Podcast Circular Metabolism #5 - Rethinking Urban Nature
On the fifth episode of the Circular Metabolism Podcast, we had the opportunity to chat with Matthew Gandy, one of the pioneers of urban political ecology.
Matthew is Professor of Geography, and Fellow of King's College at the University of Cambridge. He was Founder and Director of the UCL Urban Laboratory and also has been a visiting scholar amongst others at Columbia University, the University of California, and the Humboldt University in Berlin.
Matthew’s research topics range from environmental history, urban political ecology, urban water infrastructure, epidemiology, as well as rethinking existing understandings of urban nature. He is indeed an eclectic researcher led by curiosity, attentive observation and sometimes by serendipity.

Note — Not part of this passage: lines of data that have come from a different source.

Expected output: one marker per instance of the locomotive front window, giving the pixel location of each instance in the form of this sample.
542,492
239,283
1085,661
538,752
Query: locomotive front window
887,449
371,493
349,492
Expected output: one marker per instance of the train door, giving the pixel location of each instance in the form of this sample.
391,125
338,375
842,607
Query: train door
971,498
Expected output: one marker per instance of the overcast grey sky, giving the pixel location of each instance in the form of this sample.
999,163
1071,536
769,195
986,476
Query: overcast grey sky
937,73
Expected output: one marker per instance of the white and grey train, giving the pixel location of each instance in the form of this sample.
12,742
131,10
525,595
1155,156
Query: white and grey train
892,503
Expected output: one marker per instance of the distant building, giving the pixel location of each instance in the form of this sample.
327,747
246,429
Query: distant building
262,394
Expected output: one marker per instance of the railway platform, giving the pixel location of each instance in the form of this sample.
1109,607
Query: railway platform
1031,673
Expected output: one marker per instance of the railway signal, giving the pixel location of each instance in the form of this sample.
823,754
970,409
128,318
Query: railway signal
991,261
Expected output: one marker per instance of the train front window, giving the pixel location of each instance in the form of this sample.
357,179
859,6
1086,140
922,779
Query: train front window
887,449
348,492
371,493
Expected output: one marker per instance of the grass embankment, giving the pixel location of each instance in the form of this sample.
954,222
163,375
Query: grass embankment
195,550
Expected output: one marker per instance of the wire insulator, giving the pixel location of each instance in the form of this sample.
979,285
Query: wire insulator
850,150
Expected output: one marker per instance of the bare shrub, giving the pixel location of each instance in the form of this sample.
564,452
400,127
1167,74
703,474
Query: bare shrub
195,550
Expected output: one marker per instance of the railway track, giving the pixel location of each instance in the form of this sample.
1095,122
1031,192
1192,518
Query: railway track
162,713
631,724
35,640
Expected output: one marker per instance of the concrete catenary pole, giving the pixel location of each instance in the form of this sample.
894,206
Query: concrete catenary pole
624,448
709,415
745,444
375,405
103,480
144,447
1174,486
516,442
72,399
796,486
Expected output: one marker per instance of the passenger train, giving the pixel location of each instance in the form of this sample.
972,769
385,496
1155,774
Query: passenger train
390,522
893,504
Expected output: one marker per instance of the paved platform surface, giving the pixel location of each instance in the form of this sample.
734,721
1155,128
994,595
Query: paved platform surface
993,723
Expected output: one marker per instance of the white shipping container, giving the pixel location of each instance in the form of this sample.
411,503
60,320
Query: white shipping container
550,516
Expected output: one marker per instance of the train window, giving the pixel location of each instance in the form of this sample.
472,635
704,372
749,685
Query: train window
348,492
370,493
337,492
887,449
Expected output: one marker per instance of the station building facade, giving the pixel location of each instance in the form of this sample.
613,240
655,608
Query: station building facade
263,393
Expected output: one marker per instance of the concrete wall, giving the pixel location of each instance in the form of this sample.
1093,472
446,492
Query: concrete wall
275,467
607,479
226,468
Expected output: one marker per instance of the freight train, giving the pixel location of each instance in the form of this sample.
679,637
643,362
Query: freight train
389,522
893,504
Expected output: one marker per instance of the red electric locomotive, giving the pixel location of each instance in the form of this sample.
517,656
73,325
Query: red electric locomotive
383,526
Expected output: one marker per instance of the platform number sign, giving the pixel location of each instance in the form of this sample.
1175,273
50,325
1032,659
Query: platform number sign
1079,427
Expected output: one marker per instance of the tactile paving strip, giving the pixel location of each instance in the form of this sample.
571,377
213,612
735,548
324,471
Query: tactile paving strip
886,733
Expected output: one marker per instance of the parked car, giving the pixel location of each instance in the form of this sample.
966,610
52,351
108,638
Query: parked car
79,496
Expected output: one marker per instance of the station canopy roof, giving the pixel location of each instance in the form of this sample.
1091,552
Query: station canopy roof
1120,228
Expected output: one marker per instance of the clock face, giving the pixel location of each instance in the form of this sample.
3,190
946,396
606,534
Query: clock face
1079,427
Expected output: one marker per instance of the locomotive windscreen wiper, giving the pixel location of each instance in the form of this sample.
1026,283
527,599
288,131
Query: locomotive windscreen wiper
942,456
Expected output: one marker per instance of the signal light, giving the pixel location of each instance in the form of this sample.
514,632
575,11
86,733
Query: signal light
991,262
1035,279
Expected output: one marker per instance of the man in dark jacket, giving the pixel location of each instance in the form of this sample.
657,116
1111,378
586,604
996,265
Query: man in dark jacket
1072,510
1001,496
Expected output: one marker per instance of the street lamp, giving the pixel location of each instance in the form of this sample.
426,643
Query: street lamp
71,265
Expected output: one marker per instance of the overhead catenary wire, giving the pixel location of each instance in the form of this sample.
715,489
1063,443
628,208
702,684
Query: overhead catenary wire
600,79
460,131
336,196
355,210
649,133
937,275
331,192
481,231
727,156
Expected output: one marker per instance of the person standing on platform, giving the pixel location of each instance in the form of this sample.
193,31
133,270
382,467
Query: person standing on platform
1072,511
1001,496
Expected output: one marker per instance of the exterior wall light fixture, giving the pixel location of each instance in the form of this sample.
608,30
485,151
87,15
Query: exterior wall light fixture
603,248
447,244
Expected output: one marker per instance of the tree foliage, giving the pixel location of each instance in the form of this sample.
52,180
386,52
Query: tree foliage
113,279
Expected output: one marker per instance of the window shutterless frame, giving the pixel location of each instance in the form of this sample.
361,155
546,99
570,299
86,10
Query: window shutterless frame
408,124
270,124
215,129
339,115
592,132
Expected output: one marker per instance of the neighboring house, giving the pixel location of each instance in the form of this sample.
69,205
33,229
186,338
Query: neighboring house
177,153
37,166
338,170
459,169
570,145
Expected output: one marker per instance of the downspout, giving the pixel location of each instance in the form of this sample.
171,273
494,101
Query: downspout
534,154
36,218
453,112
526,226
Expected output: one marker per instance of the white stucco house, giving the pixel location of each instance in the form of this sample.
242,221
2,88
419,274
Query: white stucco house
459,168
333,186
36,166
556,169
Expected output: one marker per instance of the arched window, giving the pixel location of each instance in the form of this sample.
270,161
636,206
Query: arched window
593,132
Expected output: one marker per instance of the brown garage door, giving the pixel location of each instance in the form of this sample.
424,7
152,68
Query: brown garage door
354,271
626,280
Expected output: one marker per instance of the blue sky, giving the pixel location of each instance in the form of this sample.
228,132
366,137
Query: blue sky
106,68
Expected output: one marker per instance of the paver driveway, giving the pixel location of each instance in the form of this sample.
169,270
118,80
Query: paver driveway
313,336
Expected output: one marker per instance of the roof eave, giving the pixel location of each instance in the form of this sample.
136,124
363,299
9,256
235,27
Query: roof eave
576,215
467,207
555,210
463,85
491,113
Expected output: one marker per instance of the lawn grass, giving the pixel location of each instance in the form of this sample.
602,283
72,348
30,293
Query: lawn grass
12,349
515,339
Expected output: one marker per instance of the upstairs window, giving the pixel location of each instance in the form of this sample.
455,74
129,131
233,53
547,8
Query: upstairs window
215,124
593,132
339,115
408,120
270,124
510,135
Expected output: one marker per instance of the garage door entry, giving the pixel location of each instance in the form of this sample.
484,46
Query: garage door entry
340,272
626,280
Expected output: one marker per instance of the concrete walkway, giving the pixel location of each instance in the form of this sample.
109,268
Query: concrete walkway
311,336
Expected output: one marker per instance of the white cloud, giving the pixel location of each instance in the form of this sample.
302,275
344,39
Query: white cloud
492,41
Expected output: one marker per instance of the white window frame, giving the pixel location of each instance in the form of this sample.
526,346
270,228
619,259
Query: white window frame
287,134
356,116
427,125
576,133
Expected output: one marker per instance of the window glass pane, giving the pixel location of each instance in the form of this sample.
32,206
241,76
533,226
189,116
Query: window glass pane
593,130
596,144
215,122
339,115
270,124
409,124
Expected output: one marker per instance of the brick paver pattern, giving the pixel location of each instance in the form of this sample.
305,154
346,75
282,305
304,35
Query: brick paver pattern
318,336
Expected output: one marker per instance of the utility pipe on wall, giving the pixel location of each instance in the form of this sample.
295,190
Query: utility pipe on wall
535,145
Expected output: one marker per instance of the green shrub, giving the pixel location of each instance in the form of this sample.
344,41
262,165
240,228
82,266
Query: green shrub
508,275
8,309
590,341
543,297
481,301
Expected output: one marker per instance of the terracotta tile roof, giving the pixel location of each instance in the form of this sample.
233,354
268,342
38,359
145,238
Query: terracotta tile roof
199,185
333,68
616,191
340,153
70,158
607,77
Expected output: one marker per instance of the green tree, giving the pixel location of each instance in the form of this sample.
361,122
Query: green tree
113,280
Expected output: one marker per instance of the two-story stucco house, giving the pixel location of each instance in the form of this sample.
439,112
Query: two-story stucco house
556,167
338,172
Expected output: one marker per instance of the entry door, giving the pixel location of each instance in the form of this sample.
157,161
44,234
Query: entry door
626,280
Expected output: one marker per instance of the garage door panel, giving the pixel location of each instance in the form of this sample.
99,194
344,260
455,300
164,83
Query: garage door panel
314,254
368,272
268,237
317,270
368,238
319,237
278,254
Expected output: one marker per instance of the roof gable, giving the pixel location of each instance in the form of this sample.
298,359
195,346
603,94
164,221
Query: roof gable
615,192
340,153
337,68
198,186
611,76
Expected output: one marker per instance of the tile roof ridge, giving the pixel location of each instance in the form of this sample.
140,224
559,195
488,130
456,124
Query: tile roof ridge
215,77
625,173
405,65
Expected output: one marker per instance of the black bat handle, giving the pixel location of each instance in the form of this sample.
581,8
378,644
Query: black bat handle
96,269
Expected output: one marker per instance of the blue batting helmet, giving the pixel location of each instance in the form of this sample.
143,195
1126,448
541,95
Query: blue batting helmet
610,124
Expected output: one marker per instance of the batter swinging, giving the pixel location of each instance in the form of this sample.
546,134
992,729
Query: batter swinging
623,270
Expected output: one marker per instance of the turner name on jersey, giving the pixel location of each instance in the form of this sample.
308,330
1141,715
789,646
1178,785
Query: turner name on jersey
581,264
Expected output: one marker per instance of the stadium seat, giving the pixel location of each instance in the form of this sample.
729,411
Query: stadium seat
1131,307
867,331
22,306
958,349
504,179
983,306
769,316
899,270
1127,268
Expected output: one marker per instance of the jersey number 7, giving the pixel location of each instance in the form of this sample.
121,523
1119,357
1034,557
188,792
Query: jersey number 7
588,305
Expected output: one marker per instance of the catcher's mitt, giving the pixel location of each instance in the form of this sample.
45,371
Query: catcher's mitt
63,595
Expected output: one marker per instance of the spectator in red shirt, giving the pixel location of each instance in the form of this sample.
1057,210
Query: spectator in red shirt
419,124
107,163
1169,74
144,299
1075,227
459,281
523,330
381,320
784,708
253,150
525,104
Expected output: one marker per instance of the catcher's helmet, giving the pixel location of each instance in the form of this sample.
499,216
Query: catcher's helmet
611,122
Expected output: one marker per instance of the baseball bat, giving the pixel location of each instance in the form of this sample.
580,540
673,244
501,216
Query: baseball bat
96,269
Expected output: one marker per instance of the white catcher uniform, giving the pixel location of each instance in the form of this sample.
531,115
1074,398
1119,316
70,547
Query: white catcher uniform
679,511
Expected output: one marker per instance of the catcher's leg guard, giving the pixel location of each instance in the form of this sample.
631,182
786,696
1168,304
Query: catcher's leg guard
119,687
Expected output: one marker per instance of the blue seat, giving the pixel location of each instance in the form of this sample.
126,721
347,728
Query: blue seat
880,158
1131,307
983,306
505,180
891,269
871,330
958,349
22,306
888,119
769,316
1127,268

His research is sometimes inspired through art exhibitions asking unusual or unpredictable questions which social sciences tend to overlook or not address.
His publications include Concrete and clay: reworking nature in New York City (The MIT Press, 2002), The fabric of space: water, modernity, and the urban imagination (The MIT Press, 2014), and Moth (Reaktion, 2016), along with articles in New Left Review, International Journal of Urban and Regional Research, Society and Space and many other journals. He is currently researching the interface between cultural and scientific aspects to urban bio-diversity. His article “Rethinking Urban Metabolism: water, space and the modern city” and his book “Concrete and clay: reworking nature in New York City” really helped me broaden my urban metabolism horizons by adding social, geographical, historical and political layers.
In this episode, we discuss how our choice of words and metaphors is extremely important to describe complex social and environmental challenges. For instance, Matthew used the urban metabolism metaphor to describe for the double circulation in water infrastructure, meaning the circulation of water and capital as well as the interlinks between the material and immaterial flows. However, the use of this metaphor has been highly controversial and almost divisive over the years between critical geographers and industrial ecologists.
Matthew also mentions how he actively changes the focus of urban political ecology by bringing different actors and protagonists at the forefront of the research such as flies and overmature trees to question our current discourses on biodiversity in the urban context. He argues that one of the weaknesses of urban political ecology is the lack of direct engagement with ecological science.
In the future, a more radical interdisciplinarity is necessary to tackle complex urban problems. He believes that grounded theory and the use of a practical case could enable us to explore the combination between social, historical and ecological sciences.